John Berney Crome worked in oils, watercolours and pencil, painting coastal and rural scenes, both at home and abroad. He made frequent visits to the continent, and the subjects of some of his pictures were taken from places in France, Holland, Belgium, and Italy. Crome's paintings can bear a strong resemblance to those of his father, and also of fellow Norwich School artist George Vincent, and their works have at times been confused with each others.

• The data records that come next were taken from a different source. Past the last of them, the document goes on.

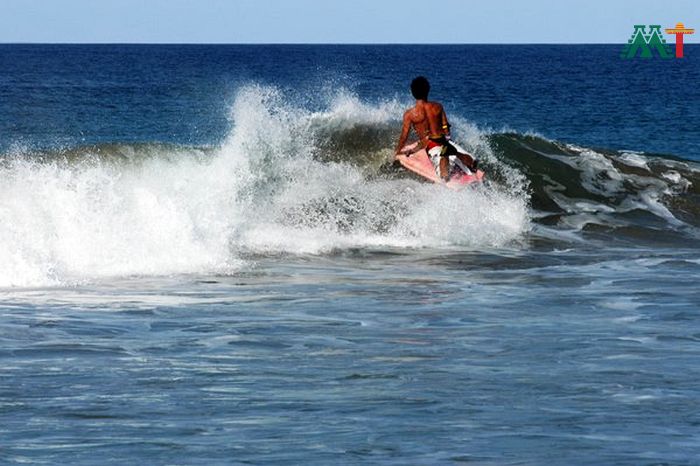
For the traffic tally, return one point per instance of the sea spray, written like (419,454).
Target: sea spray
(274,185)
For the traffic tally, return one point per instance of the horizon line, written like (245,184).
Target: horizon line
(318,43)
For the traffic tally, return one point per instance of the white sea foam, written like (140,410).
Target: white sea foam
(264,190)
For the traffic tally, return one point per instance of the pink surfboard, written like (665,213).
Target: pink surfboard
(419,162)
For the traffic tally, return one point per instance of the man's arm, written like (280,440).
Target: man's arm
(445,123)
(404,132)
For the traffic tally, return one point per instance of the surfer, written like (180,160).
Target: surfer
(429,121)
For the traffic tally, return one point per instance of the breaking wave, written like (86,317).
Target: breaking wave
(289,180)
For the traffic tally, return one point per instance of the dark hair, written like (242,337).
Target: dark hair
(420,87)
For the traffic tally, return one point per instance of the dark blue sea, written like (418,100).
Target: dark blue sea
(207,257)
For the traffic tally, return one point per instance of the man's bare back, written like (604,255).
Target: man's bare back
(429,121)
(426,118)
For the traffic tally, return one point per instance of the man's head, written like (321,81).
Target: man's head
(420,87)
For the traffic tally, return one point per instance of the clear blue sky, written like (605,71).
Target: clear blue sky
(332,21)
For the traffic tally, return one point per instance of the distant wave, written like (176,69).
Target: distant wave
(293,181)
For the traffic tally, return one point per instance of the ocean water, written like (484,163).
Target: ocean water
(209,258)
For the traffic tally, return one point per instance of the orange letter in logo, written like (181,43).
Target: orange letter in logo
(679,30)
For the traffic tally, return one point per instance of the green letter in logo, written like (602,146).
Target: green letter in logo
(646,42)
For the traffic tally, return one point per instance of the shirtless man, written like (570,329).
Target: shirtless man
(430,123)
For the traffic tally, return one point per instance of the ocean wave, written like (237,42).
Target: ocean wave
(288,180)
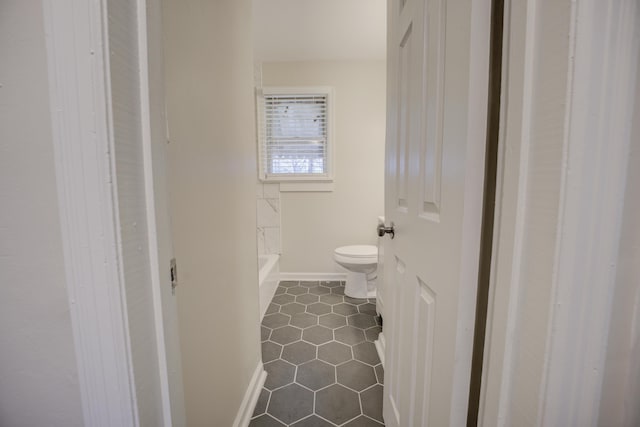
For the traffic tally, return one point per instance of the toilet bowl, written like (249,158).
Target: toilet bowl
(361,262)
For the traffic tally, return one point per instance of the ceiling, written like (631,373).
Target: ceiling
(307,30)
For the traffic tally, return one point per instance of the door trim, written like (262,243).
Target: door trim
(77,51)
(156,269)
(488,207)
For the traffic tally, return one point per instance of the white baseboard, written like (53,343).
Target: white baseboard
(380,344)
(251,397)
(314,276)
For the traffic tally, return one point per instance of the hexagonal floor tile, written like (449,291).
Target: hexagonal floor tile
(371,400)
(347,334)
(312,421)
(283,299)
(334,352)
(297,290)
(270,351)
(275,320)
(355,301)
(309,283)
(331,299)
(265,421)
(368,308)
(307,298)
(366,352)
(299,352)
(261,404)
(272,308)
(356,375)
(372,333)
(316,374)
(380,374)
(339,290)
(337,404)
(362,321)
(319,308)
(362,421)
(291,403)
(264,333)
(303,320)
(330,284)
(285,335)
(279,373)
(317,335)
(319,290)
(288,283)
(345,309)
(332,320)
(294,308)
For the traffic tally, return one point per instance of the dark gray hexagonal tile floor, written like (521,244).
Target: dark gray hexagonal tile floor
(327,373)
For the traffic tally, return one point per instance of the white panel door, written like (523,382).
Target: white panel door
(437,106)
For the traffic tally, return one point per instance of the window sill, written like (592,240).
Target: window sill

Between 1811 and 1843 he exhibited seven works at the Royal Academy, thirty-five at the British Institution, and fifty-five at the Society of British Artists. Many of his works were exhibited at the Edinburgh Society of Artists and the Society of British Artists. Norfolk Museums has a significant collection of his work, most housed in the Castle Museum, and his paintings are also currently kept by the Tate Gallery, the Yale Centre for British Art, the UK Government Art Collection, the Sheffield Museums, the Royal Albert Memorial Museum, Oxford Town Hall, the Williamson Art Gallery & Museum, the Barber Institute of Fine Arts, and the English Heritage Collection, Kenwood.

While John Berney Crome’s paintings have never reached the status associated with the great English landscape artists, some have fetched almost $10,000, and in 2018 a relatively small (perhaps 37 cm by 32 cm) oil on canvas painting of a shoreline landscape marine scene was offered for sale through Madrigallery in the USA for $35,000.